Let’s talk about wheel today, definitely hoping it was a ferris wheel but its going to be python’s wheel for now. ferris wheel

A wheel file is a relocatable package format for distribution of python packages for easy, quick and deterministic installations. All the packages published on pypi have under their Download files section a tar file and whl file.

For example you can head over to Django and download its wheel file which can then be installed simply by doing

pip install Django-5.0.6-py3-none-any.whl

Naming Format

A wheel file name tells us details about the particular package that we are going to install. In our case the Django wheel file tells us that:

PropertyValue
Package/Distribution NameDjango
Version5.0.6
Implementation Languagepy3
ABI (Application Binary Interface)none
Platformany

Contents

A wheel file apart from the package code also contains metadata. To look at the contents of wheel file we can run the following commands to unpack things as its just a zip file.

cp Django-5.0.6-py3-none-any.whl Django-5.0.6-py3-none-any.zip
unzip Django-5.0.6-py3-none-any.zip -d Django-5.0.6-py3-none-any
ls Django-5.0.6-py3-none-any

There are two directory in inside of the uncompressed directory

  • django
  • Django-5.0.6.dist-info

Of these two the dist-info folder is always present in all packages it contains the metadata of the package. The rest packages are generally collected either using automatic discovery or based on findings of

setuptools.find_packages(where = "src")

Distribution Information

The following files are present inside the dist-info directory

➜ ls --tree Django-5.0.6.dist-info
Django-5.0.6.dist-info
├── AUTHORS
├── entry_points.txt
├── LICENSE
├── LICENSE.python
├── METADATA
├── RECORD
├── top_level.txt
└── WHEEL

METADATA contains information about the package name, version, readme, dependencies etc. The WHEEL file consists details about how the package build was generated. Rest files have a self understandable name.

RECORD File

The RECORD file is a CSV file, composed of records, one line per installed file. It ensures that file used during installation are the same ones from which package was built. It is done by keeping digital signatures of each file.

django/views/templates/technical_500.txt,sha256=b0ihE_FS7YtfAFOXU_yk0-CTgUmZ4ZkWVfkFHdEQXQI,3712

Each line is composed of three elements:

  • The path of included file
  • A hash of the file’s contents
  • Size of file in bytes

The hash used here is sha256 earlier it used to be md5sum which is a weak hash. The sha256 hash is encoded in a URL safe base64 encoding with no trailing “=” characters.

Incorrect Package Build

The problem I encountered was that the wheel for a package I received didn’t include all its required dependencies. The person who built this package and knew where code was had left the team :) so I couldn’t really bother him

So the only possible workaround I had to remedy this was to specify the required dependencies of this package inside my module.

no fricking way

I said a big NO! because this is a bad practice. We definitely don’t want to start specifying transitive dependencies of each package that we use it’s their responsibility.

METADATA injection

Armed with information provided above I updated the METADATA file to correctly specify all required additional dependencies.

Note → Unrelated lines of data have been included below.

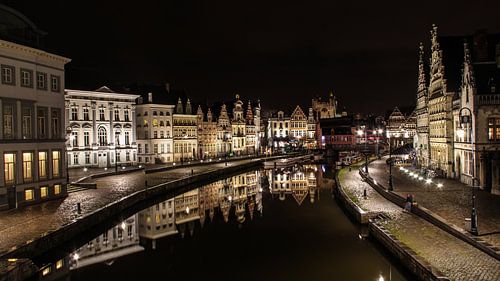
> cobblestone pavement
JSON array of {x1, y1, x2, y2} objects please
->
[
  {"x1": 339, "y1": 163, "x2": 500, "y2": 281},
  {"x1": 0, "y1": 160, "x2": 258, "y2": 253},
  {"x1": 368, "y1": 159, "x2": 500, "y2": 247}
]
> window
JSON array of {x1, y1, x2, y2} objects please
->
[
  {"x1": 24, "y1": 189, "x2": 35, "y2": 201},
  {"x1": 50, "y1": 75, "x2": 61, "y2": 92},
  {"x1": 23, "y1": 107, "x2": 31, "y2": 139},
  {"x1": 23, "y1": 152, "x2": 33, "y2": 182},
  {"x1": 54, "y1": 184, "x2": 61, "y2": 195},
  {"x1": 488, "y1": 118, "x2": 500, "y2": 141},
  {"x1": 3, "y1": 153, "x2": 16, "y2": 185},
  {"x1": 36, "y1": 72, "x2": 47, "y2": 90},
  {"x1": 52, "y1": 150, "x2": 61, "y2": 178},
  {"x1": 36, "y1": 108, "x2": 46, "y2": 139},
  {"x1": 21, "y1": 68, "x2": 33, "y2": 88},
  {"x1": 71, "y1": 106, "x2": 77, "y2": 120},
  {"x1": 99, "y1": 107, "x2": 105, "y2": 121},
  {"x1": 83, "y1": 107, "x2": 90, "y2": 121},
  {"x1": 83, "y1": 132, "x2": 90, "y2": 146},
  {"x1": 40, "y1": 186, "x2": 49, "y2": 198},
  {"x1": 56, "y1": 260, "x2": 64, "y2": 269},
  {"x1": 125, "y1": 132, "x2": 130, "y2": 145},
  {"x1": 3, "y1": 105, "x2": 14, "y2": 139},
  {"x1": 98, "y1": 127, "x2": 108, "y2": 146},
  {"x1": 1, "y1": 64, "x2": 16, "y2": 85},
  {"x1": 51, "y1": 109, "x2": 61, "y2": 139},
  {"x1": 38, "y1": 151, "x2": 47, "y2": 179}
]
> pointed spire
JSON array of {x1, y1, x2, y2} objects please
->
[
  {"x1": 462, "y1": 40, "x2": 476, "y2": 87},
  {"x1": 186, "y1": 99, "x2": 193, "y2": 114},
  {"x1": 418, "y1": 42, "x2": 427, "y2": 92}
]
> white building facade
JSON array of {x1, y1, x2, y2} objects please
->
[
  {"x1": 66, "y1": 86, "x2": 139, "y2": 168},
  {"x1": 0, "y1": 37, "x2": 70, "y2": 210}
]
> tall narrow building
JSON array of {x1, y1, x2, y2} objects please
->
[{"x1": 414, "y1": 43, "x2": 429, "y2": 167}]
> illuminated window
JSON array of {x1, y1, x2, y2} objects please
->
[
  {"x1": 3, "y1": 153, "x2": 16, "y2": 185},
  {"x1": 23, "y1": 152, "x2": 33, "y2": 182},
  {"x1": 56, "y1": 260, "x2": 64, "y2": 269},
  {"x1": 54, "y1": 184, "x2": 61, "y2": 195},
  {"x1": 40, "y1": 186, "x2": 49, "y2": 198},
  {"x1": 24, "y1": 189, "x2": 35, "y2": 201},
  {"x1": 52, "y1": 150, "x2": 61, "y2": 178},
  {"x1": 3, "y1": 105, "x2": 14, "y2": 139},
  {"x1": 38, "y1": 151, "x2": 47, "y2": 179},
  {"x1": 42, "y1": 266, "x2": 50, "y2": 276}
]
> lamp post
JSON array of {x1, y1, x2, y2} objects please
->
[
  {"x1": 457, "y1": 107, "x2": 478, "y2": 235},
  {"x1": 358, "y1": 126, "x2": 368, "y2": 174},
  {"x1": 387, "y1": 132, "x2": 394, "y2": 191}
]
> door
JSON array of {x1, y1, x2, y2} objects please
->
[{"x1": 97, "y1": 152, "x2": 108, "y2": 168}]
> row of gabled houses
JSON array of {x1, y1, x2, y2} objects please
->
[{"x1": 415, "y1": 26, "x2": 500, "y2": 194}]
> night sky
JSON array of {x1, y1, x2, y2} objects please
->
[{"x1": 1, "y1": 0, "x2": 500, "y2": 113}]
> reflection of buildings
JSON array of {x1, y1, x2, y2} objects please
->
[
  {"x1": 70, "y1": 215, "x2": 144, "y2": 270},
  {"x1": 267, "y1": 165, "x2": 317, "y2": 205},
  {"x1": 138, "y1": 199, "x2": 177, "y2": 248}
]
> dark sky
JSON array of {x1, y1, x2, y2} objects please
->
[{"x1": 2, "y1": 0, "x2": 500, "y2": 113}]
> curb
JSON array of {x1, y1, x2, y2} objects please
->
[{"x1": 359, "y1": 164, "x2": 500, "y2": 260}]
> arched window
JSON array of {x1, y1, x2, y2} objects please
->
[{"x1": 99, "y1": 127, "x2": 108, "y2": 146}]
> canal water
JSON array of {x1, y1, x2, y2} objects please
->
[{"x1": 38, "y1": 165, "x2": 411, "y2": 280}]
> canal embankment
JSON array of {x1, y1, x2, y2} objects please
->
[
  {"x1": 1, "y1": 155, "x2": 308, "y2": 259},
  {"x1": 339, "y1": 160, "x2": 500, "y2": 280}
]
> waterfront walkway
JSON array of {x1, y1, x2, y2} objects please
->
[
  {"x1": 368, "y1": 158, "x2": 500, "y2": 248},
  {"x1": 0, "y1": 158, "x2": 270, "y2": 253},
  {"x1": 339, "y1": 161, "x2": 500, "y2": 281}
]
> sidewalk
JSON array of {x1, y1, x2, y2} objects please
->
[
  {"x1": 0, "y1": 159, "x2": 262, "y2": 253},
  {"x1": 339, "y1": 163, "x2": 500, "y2": 281},
  {"x1": 368, "y1": 158, "x2": 500, "y2": 248}
]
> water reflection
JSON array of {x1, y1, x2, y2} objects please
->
[{"x1": 40, "y1": 165, "x2": 403, "y2": 280}]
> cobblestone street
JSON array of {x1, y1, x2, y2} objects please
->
[
  {"x1": 369, "y1": 159, "x2": 500, "y2": 247},
  {"x1": 0, "y1": 159, "x2": 258, "y2": 253},
  {"x1": 339, "y1": 163, "x2": 500, "y2": 281}
]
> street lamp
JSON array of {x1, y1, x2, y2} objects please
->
[
  {"x1": 387, "y1": 132, "x2": 394, "y2": 191},
  {"x1": 358, "y1": 126, "x2": 368, "y2": 174},
  {"x1": 457, "y1": 107, "x2": 478, "y2": 235}
]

Requires-Dist: ruptures ==1.1.9
Requires-Dist: numba ==0.59.1

Re-Hash Signature

Given I went through contents of RECORD file it was clear that just updating METADATA won’t be sufficient as the install will start failing due to mis match of expected v/s newly generated digital signature of METADATA.

I took help from our old friends at stackoverflow instead of fighting with AI Chat bots. The suggested way to generate hash was using this python script.

from hashlib import sha256
from base64 import urlsafe_b64encode

file_content = open('METADATA', 'rb').read()
digest = sha256(file_content).digest()
encoding = urlsafe_b64encode(digest)
print(encoding.decode('latin1').rstrip('='))

Given the size of file might have also changed I needed to update that as well

wc -c METADATA

Release New Version

We also have to update the version references of package so that a new one can be released from these places:

  • METADATA
  • Django-5.0.6.dist-info

We can just update from 5.0.6 to 5.0.7 for now.

Now that we have modified required files we need to re compress things and build the wheel file again, which can be done as below

cd Django-5.0.6-py3-none-any
zip -r Django-5.0.7-py3-none-any.zip ./*
cp Django-5.0.7-py3-none-any.zip Django-5.0.7-py3-none-any.whl

What all was left was to push this package to our package repository and then using it.

twine upload -r $REPOSITORY_NAME Django-5.0.7-py3-none-any.whl
pip install $mypackage

thank you

That’s all folks been messing with python for sometime now. You can be sure that I still don’t like it there are too many foot guns but am learning about it somebody has to so that you can keep using your LLMs.